In response to growing international controversy, the United Nations Security Council passed Security Council Resolution 1067 (1996), a U.S.-sponsored resolution condemning Cuba. Dissenting members believed that the resolution was singling out Cuba for condemnation, and instead should have issued a call which urged both states to refrain from shooting down civilian airplanes as well as to prevent the improper use of civil aviation.

=== United States ===
In Miami, reaction from the exile community was swift. Jorge Mas Canosa, co-founder and leader of the Cuban American National Foundation, condemned the attack: "For two warplanes from the Castro government to shoot down two unarmed civilian aircraft with American flags on a humanitarian mission should be considered an act of war against the US". President Bill Clinton issued Proclamation 6867 on 1 March 1996, declaring a national emergency by reason of a disturbance or threatened disturbance of international relations.

The pilots responsible were the twin brothers, Teniente Coronel (LTC) Lorenzo Alberto Perez Perez and his "Guy in Back," Teniente Coronel (LTC) Francisco Perez Perez.
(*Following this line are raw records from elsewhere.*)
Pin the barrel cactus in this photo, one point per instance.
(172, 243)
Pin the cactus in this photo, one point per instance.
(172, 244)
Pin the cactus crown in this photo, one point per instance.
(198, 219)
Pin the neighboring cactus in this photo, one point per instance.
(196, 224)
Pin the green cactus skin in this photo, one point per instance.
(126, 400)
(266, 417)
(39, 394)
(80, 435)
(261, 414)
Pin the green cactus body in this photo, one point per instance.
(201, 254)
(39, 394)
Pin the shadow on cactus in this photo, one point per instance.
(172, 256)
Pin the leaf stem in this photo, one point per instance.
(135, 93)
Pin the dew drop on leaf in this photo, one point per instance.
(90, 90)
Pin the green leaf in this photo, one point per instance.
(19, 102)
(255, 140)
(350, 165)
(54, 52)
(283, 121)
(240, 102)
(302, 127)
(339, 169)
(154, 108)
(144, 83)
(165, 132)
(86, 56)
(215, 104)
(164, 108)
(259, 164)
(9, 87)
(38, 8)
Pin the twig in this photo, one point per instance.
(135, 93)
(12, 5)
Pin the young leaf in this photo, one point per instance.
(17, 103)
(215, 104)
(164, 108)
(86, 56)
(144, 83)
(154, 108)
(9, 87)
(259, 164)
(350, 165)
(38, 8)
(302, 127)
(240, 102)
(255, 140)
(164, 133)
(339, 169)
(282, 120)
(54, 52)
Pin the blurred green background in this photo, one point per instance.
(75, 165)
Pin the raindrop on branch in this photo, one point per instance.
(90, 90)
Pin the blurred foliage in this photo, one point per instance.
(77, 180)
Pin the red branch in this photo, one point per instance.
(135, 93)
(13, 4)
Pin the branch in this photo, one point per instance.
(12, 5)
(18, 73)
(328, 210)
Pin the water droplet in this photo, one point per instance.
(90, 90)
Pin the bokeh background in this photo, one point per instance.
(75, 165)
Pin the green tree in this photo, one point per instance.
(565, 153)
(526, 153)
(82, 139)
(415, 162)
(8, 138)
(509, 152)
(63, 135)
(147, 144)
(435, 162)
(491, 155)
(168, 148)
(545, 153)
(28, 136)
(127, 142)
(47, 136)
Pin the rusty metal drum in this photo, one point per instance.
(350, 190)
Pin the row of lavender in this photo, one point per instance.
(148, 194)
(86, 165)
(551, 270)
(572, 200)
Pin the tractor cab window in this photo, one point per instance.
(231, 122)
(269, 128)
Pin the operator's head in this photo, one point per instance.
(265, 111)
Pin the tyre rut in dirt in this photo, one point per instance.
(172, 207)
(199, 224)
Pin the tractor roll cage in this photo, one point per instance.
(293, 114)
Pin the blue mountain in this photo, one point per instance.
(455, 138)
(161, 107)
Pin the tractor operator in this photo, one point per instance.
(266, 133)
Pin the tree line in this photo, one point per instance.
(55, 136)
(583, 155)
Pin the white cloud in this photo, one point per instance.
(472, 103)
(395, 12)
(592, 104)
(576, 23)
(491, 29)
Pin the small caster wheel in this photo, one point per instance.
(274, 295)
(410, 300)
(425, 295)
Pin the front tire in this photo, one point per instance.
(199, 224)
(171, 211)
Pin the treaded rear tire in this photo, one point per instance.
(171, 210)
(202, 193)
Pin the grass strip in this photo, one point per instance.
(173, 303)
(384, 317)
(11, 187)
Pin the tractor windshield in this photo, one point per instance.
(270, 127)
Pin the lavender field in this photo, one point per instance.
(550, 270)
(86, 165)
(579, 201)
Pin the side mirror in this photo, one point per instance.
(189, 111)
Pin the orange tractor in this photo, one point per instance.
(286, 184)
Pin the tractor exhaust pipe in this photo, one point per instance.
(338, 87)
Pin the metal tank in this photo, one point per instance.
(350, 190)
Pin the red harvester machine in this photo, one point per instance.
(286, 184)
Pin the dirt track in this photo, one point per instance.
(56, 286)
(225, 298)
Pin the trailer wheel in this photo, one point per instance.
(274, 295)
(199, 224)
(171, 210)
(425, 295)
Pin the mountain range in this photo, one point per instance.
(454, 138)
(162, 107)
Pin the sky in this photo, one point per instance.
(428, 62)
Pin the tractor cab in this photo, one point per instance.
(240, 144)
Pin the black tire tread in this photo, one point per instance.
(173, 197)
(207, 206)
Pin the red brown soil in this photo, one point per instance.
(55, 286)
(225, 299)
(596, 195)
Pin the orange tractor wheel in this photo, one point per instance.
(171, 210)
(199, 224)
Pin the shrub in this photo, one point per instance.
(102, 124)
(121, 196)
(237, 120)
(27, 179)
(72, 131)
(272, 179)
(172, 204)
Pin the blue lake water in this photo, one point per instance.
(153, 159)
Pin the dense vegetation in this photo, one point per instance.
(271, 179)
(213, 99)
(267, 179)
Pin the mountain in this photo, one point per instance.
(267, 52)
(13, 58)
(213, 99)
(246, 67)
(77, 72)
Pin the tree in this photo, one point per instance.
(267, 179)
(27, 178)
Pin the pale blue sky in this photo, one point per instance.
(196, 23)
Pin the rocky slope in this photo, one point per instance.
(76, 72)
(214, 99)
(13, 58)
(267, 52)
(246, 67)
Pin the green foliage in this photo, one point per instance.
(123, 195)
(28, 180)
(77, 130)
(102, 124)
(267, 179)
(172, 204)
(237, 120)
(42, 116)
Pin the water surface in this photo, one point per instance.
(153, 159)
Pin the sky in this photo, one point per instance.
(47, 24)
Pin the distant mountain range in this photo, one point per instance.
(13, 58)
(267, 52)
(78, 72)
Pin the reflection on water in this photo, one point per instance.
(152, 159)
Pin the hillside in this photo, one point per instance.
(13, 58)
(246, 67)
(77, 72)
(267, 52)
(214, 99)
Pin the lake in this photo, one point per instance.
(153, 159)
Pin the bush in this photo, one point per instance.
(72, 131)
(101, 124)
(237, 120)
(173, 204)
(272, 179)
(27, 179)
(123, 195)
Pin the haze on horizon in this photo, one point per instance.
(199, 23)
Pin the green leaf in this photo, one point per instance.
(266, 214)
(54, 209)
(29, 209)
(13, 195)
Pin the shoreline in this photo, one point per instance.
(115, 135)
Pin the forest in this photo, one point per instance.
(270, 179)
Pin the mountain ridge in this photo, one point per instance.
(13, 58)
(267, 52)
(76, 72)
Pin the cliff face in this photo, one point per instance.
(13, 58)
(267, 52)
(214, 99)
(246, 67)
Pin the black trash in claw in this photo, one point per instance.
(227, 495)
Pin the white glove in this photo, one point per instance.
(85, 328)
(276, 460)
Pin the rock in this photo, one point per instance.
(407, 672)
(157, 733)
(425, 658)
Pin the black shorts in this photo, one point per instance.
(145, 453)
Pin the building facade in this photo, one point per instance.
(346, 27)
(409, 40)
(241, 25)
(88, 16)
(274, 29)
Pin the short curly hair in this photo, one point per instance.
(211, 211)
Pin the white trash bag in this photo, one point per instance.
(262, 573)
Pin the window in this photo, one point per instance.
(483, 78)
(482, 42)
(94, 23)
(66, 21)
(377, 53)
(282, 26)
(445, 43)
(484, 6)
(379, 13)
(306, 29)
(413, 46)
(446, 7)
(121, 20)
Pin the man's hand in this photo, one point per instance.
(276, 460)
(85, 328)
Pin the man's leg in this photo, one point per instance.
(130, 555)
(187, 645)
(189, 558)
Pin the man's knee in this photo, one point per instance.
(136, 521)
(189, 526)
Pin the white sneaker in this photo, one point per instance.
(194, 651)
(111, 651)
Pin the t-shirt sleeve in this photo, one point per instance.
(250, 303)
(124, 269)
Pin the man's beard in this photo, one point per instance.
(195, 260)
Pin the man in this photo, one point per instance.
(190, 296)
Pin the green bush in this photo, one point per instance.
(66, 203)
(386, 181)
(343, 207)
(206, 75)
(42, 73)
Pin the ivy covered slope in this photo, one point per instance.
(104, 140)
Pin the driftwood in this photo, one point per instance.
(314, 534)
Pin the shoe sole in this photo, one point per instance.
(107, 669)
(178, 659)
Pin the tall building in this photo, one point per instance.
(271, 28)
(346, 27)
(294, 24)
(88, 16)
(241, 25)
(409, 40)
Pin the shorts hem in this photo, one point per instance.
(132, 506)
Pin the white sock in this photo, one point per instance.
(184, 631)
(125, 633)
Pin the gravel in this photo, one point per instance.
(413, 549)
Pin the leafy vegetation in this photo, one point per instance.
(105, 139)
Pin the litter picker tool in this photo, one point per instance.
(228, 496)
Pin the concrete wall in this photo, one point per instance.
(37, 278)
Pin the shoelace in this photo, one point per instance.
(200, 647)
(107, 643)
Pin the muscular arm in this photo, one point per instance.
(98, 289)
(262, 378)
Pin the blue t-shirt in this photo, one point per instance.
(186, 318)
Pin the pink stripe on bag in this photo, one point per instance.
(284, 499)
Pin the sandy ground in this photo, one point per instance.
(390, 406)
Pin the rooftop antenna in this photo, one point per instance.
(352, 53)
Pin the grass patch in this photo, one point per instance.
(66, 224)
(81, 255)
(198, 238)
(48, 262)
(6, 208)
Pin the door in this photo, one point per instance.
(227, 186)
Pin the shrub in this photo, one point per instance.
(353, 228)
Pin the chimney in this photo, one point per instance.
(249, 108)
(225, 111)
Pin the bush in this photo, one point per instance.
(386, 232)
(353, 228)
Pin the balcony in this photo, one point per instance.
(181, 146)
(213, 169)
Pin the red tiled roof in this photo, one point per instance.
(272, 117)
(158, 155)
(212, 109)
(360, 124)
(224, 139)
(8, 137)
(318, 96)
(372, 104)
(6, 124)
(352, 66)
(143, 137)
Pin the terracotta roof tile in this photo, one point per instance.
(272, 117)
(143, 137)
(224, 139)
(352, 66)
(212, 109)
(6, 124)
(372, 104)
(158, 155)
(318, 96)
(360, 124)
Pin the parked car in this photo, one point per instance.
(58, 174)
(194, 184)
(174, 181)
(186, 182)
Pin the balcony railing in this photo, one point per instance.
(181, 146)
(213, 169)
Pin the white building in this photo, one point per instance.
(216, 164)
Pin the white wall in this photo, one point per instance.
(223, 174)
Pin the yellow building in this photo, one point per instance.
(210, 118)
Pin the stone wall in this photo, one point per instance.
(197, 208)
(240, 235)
Both were charged in the United States for their role in the attack. Along with their commanding officer, they were indicted in August 2003.

==== Indictment of Raúl Castro ====
On 20 May 2026, the United States Department of Justice announced in Miami, Florida, that former First Secretary of the Communist Party of Cuba Raúl Castro, who was Cuba's defense minister during the shootdown, had been indicted on charges of murder, destruction of aircraft, and conspiracy to kill U.S. nationals, along with 5 others involved in the shootdown.

=== Cuban response ===
Miguel Alfonso Martinez of the Cuban Foreign Ministry said that the two aircraft that were shot down were "not common civilian aircraft" as suggested by the US. "This is not the case of an innocent civilian airliner that, because of an instrument error, departs from an air corridor and gets into the airspace of another country". "These people knew what they were doing. They were warned. They wanted to take certain actions that were clearly intended to destabilize the Cuban government and the US authorities knew about their intentions".

Groups sympathetic to Cuba, while not approving the shootdown, noted "the policies of the United States government of indefensible hostility against the island of Cuba that sit at the heart of the matter", citing constant threats and a history of military and paramilitary attacks on Cuba from the US and paramilitary groups.

== In popular culture ==
=== Film ===
- Documentary film Shoot Down, that illustrates the incident from the Brothers to the Rescue perspective, was released in 2006 and re-released in an updated, edited version on January 25, 2008. It was directed by Cristina Khuly, niece of downed pilot Armando Alejandre, Jr.
- Wasp Network, 2019. Starring Penélope Cruz, Édgar Ramírez, Gael García Bernal, and Wagner Moura.

=== Literature ===
- The Last Soldiers of the Cold War, Fernando Morais, 2011.
- Betrayal: Cuba, Castro & The Cuban Five, Thomas Van Hare and Matt Lawrence, 2010.